Dashcam footage later confirmed the trivial and the coerced nature of the police stop of Bland’s car that afternoon. Encinia tailgated Bland until she was forced to change lanes to let him pass. When she did so without signaling, Encinia proceeded to pull her over.
Then violence at this unnecessary vehicle stop escalated. As the documentary shows, Officer Encinia likely assaulted Bland before forcefully removing her from the car, throwing her to the ground and restraining her. After she was charged with assaulting an officer, Bland was booked in the county jail and held on $5,000 bond. Then, three days after the stop, Bland was found dead, hanging in her cell.
While many, including her family members, have said that Bland would not have killed herself, the documentarians and others make one point clear: The cause of Bland’s death was the unjust stop, the lies reported by Encinia and the mismanagement by county jail officials.
Whether the most flagrant police actions that have been proposed happened, the racist profiling of Sandra Bland was undoubtedly the cause of her death.
The progressive network of women and men who loved Sandra Bland while she was alive became her standard bearers once she was dead. Beginning with her sorority sisters, the hashtag #whathappenedtosandrabland spread rapidly through social media, especially in Black college circles and Black fraternities and sororities.
The documentary elucidates the way this grassroots movement shifted the gender dialogue in the Movement for Black Lives. After the hashtag was created in early 2015, Sandra Bland became the highest profiled death in the #sayhername struggle.

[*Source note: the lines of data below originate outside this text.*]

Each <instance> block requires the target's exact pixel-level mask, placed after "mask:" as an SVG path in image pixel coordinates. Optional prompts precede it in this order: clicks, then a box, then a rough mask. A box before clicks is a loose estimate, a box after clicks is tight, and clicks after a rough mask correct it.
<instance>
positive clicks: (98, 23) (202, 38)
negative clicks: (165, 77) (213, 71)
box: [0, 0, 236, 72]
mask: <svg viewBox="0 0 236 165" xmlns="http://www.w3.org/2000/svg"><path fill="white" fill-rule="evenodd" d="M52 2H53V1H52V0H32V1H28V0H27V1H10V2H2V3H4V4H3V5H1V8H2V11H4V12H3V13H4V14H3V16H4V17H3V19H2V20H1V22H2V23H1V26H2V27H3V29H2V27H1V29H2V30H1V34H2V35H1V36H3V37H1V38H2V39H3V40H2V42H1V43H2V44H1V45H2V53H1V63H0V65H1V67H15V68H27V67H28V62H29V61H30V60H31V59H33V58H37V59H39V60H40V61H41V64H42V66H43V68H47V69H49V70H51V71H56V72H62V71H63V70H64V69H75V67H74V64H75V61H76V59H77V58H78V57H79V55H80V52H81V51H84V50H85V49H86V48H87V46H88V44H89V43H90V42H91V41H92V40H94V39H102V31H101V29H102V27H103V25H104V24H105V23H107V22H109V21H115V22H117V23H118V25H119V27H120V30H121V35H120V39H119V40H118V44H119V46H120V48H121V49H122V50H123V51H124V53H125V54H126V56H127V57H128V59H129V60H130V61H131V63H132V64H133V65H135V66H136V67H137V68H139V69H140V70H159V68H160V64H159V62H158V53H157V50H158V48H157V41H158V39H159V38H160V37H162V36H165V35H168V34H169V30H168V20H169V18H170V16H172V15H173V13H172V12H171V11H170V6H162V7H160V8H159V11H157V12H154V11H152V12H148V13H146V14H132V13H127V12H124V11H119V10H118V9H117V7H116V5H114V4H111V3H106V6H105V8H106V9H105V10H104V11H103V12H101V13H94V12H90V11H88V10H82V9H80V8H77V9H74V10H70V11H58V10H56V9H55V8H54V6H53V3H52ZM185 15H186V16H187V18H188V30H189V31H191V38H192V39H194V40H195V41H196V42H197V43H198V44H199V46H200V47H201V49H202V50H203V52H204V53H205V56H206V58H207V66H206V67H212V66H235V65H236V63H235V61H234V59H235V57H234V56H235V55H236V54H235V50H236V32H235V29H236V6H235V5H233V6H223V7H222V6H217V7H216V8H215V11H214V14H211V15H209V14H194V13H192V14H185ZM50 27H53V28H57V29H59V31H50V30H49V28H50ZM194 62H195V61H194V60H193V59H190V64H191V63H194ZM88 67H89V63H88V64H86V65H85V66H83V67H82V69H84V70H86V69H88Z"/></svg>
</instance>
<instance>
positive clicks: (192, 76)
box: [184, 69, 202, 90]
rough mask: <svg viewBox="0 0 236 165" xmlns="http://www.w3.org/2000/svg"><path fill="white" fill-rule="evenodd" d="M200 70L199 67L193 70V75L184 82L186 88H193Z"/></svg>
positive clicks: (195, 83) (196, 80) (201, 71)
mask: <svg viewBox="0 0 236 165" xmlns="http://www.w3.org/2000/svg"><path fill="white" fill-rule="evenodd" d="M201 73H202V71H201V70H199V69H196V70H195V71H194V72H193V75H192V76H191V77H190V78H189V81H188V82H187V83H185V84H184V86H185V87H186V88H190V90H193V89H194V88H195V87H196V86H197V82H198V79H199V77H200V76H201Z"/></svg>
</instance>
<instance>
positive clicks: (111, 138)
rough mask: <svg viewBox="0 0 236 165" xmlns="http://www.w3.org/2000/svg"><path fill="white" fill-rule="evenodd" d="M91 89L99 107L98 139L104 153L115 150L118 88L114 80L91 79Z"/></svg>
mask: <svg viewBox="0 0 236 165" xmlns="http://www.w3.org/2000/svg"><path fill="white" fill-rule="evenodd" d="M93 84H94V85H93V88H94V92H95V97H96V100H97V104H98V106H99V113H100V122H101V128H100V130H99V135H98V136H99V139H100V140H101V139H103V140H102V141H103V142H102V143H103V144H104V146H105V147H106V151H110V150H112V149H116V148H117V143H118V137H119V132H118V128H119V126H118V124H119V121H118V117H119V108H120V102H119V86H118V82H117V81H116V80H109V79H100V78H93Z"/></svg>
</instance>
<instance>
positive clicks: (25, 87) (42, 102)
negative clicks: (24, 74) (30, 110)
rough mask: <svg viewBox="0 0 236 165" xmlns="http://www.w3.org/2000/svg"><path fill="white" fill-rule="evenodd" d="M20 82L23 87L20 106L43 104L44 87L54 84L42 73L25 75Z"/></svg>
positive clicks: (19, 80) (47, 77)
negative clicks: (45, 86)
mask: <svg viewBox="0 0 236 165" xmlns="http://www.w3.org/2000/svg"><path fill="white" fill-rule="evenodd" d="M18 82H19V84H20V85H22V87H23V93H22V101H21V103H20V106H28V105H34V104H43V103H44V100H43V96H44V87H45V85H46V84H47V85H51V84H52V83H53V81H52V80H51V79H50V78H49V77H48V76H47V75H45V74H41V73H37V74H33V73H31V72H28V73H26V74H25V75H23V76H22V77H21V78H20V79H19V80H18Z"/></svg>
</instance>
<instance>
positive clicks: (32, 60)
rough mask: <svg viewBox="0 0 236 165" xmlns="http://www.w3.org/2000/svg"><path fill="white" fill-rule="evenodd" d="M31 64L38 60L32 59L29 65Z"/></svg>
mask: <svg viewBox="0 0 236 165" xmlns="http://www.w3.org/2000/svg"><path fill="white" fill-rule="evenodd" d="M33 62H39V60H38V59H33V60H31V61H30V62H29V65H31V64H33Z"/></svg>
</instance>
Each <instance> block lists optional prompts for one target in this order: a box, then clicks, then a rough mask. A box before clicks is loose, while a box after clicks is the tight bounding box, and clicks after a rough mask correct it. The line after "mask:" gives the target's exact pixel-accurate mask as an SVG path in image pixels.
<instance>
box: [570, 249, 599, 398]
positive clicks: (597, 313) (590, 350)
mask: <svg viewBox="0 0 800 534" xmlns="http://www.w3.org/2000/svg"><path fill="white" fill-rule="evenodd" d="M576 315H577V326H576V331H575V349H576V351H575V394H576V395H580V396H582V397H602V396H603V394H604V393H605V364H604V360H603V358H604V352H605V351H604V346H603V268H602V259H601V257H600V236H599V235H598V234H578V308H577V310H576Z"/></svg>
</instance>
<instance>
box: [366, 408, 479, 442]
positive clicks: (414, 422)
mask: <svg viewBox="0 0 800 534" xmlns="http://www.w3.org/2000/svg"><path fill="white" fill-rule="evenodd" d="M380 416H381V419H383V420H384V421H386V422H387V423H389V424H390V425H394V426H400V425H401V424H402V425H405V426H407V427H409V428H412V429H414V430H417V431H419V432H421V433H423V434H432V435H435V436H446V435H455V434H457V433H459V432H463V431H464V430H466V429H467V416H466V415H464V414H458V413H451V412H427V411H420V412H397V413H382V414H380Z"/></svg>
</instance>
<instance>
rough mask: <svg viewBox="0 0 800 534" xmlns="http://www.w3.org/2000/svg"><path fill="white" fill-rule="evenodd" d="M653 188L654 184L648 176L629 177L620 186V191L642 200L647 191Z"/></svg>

But the visibility of Sandra Bland’s death is not intended to diminish the memory or loss of cisgender Black males who’ve died at the hands of police or vigilantes. Instead, the story of Sandra Bland brings a fuller picture of state violence against Black people and people of color by disrupting the myth that Black women have escaped state violence.
The legacy of Sandra Bland’s resistance
The Bland case is of immediate importance in San Diego. On the afternoon of Nov. 27, El Cajon resident Aleah Jenkins was taken into custody by cops following a traffic stop in the nearby, upscale community of La Jolla. Aleah was a passenger.
During the stop, this 24-year-old mother of three complained of stomach pains. The arresting officers jokingly dismissed Jenkins’ pleas for help despite her vomiting. They continued to take her to jail — in what might have been as much as an hour-long drive. Once the officers reached the station, Jenkins was found unresponsive. Only then was she transported to the hospital — with brain damage. On Dec. 6, Jenkins died.
Police have certainly speculated that Jenkins consumed a controlled substance. Yet the injustices highlighted in Sandra Bland’s story remind activists everywhere that none of that matters.
The only thing that matters to activists is that if that car had not been stopped in what certainly seems to be a case of racist profiling, and if the police had not ignored Aleah Jenkins’ pleas for help — the cries of a young African-American woman — she would be alive right now.